The Spinoff approached Carmel Sepuloni, the minister for arts, culture and heritage, for comment. She deferred to Kiri Allan, the associate minister for arts, culture and heritage. Via email, a spokesperson for Allan said: “The government absolutely values our heritage buildings and has invested heavily to conserve and restore heritage buildings”. The offer of $1.5 million restoration funding remains open.
When asked if the government would commit to saving the St James should Bielby call it quits, Allan’s spokesperson said: “It is not straightforward as it is currently linked to the adjacent apartment complex.”
When Bielby arrives at the St James these days, it’s not for a concrete mixer cocktail, or to prepare the venue for a rowdy concert, or to open the doors for thousands to use it. Instead, it’s just him, and he approaches the building with a mixture of trepidation and sadness. That’s because Bielby doesn’t know what he’s going to find in there.
Once he pulls the wooden Lorne Street barrier open and unlocks the front doors, he picks up a spotlight, switches it on and walks up the same dusty marble staircase used by the Queen. He passes the maintenance office where a red wall hand-painted in gold leaf lists all of the acts that have played over the years. It’s a weird list: Eddie Vedder is next to Evanescence, Limp Bizkit’s above James Brown, and ‘Weird Al’ Yankovic is followed by Trinity Roots.
At the top of the stairs, Bielby turns on all of the building’s construction lights, then starts walking a circuit around the building, past the statues, around the dirt floor, and across the upper levels.
What’s he looking for? “I just do a security check to make sure everything’s OK,” he says. People have been breaking into his building, and he’s worried he’ll run into some of them. “Thankfully, they’ve been pretty respectful. They haven’t vandalised the place.” Birds are another problem. “The only thing worse than wanderers is pigeons,” he says.
There’s another thought that keeps Bielby awake at night. “My biggest concern with this building is fire risk,” he says. “When you look at the heritage that’s lost in New Zealand, you look at the threat to this building … if there’s an incident here that caused tens of millions of dollars worth of additional damage, that would be the end of it.”
Breaking into the St James is not easy.

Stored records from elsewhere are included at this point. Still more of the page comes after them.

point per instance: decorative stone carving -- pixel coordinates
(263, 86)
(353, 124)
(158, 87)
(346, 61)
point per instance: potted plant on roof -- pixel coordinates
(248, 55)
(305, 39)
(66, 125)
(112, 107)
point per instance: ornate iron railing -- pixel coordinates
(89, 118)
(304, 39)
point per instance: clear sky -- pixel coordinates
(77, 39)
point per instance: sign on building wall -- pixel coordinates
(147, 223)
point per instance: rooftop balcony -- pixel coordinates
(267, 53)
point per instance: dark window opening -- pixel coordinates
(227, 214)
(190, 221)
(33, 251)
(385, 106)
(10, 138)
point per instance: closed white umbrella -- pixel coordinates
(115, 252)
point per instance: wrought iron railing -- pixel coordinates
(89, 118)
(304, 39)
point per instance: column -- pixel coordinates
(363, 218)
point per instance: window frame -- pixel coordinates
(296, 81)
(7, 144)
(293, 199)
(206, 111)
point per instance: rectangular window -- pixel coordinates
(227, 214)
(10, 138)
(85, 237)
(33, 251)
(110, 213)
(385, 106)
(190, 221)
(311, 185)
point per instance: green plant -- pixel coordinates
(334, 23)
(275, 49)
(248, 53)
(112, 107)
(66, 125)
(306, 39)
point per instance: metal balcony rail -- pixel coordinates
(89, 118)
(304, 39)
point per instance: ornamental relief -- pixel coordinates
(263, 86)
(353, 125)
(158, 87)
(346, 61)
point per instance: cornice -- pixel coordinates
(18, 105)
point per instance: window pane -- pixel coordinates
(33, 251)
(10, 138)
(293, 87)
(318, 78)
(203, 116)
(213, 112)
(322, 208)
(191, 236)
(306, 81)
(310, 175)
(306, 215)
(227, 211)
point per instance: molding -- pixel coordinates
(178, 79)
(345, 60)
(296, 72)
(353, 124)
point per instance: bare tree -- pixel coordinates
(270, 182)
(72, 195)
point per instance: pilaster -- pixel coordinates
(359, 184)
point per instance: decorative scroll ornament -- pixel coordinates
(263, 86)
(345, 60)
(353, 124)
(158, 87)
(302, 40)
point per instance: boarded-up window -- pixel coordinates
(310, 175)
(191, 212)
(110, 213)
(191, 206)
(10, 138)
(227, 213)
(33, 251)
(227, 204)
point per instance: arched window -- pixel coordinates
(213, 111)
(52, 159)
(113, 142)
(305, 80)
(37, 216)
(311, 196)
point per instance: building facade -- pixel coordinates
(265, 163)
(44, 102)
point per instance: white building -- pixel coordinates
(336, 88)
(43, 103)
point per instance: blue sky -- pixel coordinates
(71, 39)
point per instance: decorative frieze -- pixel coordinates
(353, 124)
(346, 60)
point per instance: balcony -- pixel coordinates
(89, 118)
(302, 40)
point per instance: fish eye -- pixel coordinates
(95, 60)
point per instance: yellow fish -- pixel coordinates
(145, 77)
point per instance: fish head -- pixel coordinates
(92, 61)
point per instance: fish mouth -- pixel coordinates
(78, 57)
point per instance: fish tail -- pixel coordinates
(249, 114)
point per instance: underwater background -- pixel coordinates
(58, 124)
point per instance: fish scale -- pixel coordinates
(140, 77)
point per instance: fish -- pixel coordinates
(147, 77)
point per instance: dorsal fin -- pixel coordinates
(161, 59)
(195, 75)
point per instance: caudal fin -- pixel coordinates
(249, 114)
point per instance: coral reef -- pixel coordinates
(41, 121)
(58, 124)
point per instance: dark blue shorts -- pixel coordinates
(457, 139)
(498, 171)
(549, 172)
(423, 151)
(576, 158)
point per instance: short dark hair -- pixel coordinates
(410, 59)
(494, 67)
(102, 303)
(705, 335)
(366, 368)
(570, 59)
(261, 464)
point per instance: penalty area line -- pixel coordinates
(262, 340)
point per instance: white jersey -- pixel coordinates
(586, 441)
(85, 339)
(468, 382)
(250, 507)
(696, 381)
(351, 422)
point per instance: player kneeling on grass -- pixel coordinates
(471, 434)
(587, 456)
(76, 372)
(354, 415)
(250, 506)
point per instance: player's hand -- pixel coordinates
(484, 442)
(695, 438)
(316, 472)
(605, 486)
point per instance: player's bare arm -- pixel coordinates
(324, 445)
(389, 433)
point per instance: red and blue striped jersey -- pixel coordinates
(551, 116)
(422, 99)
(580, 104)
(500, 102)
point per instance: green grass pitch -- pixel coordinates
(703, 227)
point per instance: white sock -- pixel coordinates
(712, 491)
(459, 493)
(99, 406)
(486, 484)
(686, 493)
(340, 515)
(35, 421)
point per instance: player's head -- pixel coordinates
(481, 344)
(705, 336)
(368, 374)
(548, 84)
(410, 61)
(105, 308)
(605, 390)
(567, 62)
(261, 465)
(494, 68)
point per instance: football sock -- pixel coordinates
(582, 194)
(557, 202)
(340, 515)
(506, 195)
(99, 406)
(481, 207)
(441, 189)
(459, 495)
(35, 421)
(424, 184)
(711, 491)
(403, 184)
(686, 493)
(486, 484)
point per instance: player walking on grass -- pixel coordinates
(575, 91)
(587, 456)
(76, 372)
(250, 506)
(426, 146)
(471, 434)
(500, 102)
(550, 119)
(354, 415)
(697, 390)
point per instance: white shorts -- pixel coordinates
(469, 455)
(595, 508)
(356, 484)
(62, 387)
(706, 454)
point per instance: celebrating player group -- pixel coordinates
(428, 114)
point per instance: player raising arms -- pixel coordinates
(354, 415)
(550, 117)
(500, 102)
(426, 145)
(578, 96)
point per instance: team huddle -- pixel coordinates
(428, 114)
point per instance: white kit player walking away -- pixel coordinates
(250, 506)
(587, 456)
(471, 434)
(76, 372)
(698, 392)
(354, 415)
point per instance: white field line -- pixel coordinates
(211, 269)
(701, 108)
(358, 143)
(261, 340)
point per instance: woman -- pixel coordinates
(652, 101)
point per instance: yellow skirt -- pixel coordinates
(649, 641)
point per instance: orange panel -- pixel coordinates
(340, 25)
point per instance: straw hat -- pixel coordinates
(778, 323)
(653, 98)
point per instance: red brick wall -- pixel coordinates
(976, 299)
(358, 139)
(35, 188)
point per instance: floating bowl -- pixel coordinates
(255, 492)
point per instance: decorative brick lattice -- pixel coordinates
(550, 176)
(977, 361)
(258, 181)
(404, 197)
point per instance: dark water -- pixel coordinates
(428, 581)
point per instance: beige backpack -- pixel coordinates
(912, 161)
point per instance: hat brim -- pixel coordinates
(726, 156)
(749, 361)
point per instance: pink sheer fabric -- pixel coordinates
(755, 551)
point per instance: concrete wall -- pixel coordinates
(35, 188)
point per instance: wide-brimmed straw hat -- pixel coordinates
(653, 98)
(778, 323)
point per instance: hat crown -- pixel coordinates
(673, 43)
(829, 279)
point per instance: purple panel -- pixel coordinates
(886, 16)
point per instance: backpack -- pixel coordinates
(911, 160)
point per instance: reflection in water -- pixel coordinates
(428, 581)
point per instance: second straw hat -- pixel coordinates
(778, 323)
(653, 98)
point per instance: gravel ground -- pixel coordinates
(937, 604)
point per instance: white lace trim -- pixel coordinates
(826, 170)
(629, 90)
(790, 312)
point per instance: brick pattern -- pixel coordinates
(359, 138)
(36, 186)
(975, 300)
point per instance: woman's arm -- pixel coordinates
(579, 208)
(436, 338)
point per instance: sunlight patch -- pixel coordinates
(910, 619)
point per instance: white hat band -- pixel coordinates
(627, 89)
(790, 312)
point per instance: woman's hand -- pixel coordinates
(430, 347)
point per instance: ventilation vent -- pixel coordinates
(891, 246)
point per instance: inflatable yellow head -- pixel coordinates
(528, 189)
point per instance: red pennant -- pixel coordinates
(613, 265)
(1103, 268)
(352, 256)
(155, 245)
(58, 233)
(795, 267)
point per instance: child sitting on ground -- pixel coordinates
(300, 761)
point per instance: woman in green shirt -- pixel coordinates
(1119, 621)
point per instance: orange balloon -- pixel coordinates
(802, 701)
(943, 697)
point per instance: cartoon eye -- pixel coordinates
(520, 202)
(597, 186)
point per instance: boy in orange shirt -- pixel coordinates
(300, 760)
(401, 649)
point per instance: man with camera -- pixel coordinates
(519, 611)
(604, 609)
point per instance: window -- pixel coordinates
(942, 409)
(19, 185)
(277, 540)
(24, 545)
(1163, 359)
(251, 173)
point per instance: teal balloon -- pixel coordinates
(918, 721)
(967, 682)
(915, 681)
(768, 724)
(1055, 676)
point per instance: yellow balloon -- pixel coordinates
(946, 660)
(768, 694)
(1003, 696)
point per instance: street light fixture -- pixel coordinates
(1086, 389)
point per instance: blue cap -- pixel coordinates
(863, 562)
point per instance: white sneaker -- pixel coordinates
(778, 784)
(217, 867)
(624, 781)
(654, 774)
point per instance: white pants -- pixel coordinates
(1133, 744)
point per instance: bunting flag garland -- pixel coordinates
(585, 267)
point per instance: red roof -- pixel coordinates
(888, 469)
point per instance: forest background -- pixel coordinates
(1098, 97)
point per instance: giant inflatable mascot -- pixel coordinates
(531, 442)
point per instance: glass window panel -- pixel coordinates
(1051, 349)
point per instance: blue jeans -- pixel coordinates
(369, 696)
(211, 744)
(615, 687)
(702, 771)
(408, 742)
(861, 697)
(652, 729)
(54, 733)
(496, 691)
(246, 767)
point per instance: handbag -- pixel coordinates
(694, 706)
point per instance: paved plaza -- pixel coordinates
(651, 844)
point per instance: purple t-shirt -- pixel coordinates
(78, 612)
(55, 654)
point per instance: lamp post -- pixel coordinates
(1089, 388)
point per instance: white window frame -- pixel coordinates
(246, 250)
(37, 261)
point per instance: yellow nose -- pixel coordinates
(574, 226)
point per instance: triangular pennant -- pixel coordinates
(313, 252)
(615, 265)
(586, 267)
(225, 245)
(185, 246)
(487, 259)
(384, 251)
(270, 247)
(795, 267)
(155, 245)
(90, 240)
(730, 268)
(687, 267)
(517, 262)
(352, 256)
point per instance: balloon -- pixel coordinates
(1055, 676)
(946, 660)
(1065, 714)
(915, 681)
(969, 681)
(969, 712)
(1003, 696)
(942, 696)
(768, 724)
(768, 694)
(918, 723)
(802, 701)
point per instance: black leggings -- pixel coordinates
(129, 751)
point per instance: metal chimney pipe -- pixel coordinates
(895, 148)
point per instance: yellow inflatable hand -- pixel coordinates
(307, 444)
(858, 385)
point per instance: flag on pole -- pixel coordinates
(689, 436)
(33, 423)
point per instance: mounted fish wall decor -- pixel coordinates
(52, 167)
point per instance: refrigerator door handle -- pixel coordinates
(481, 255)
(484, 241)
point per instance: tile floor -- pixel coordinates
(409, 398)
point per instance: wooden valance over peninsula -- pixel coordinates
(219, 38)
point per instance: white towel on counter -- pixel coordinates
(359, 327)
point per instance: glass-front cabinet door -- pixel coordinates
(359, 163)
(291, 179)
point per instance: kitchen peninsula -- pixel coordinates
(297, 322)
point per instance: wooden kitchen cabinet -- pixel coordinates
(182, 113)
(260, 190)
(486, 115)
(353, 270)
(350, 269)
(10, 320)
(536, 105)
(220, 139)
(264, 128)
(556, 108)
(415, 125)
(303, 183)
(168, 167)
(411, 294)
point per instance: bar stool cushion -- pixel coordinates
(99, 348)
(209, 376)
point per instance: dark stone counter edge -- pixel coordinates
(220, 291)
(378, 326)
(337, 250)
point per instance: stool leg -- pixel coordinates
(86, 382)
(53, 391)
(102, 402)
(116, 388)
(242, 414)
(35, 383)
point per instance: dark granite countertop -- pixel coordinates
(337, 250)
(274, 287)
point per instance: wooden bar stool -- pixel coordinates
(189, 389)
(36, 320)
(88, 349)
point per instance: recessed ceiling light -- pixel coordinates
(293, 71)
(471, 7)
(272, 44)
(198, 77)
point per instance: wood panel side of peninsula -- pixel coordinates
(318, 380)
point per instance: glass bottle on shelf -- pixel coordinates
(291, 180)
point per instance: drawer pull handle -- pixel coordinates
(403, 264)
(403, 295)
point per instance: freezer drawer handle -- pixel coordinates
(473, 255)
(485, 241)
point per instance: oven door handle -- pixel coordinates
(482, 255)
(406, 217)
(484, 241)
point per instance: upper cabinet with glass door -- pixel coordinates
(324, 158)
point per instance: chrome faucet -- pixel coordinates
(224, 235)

A mix of strength, stealth and skill is required, much of it carried out in the dark. Bielby showed The Spinoff how to do it, but we’ve chosen not to repeat those details in case it encourages repeat offenders.
Despite the difficulty, some manage the complex task. Bielby once came across a group of “half a dozen” people who’d not only managed to enter the building, but also turn all the house lights on. “That is not an easy thing to figure out,” says Bielby. “I … take my hat off to them.”
He found them, in the middle of the day, sitting in the projection booth, quietly enjoying a box of beers, soaking in the building’s atmosphere, its history. With all the house lights on, they’d recreated that post-gig vibe. “They were actually really friendly kids,” says Bielby. As they departed, they cleaned up their empty beer bottles.
Bielby understands why they’d gone to all that effort. It’s the same reason he fell in love with the St James, stumped up the money to buy it, and has stayed with it through the highs and the lows of the past seven years.
It’s also the same reason he visits it weekly, walking around in the dark, wondering if all his work, all that money and stress and late-night worry, might finally pay off. Those kids just wanted to use the place. Don’t we all.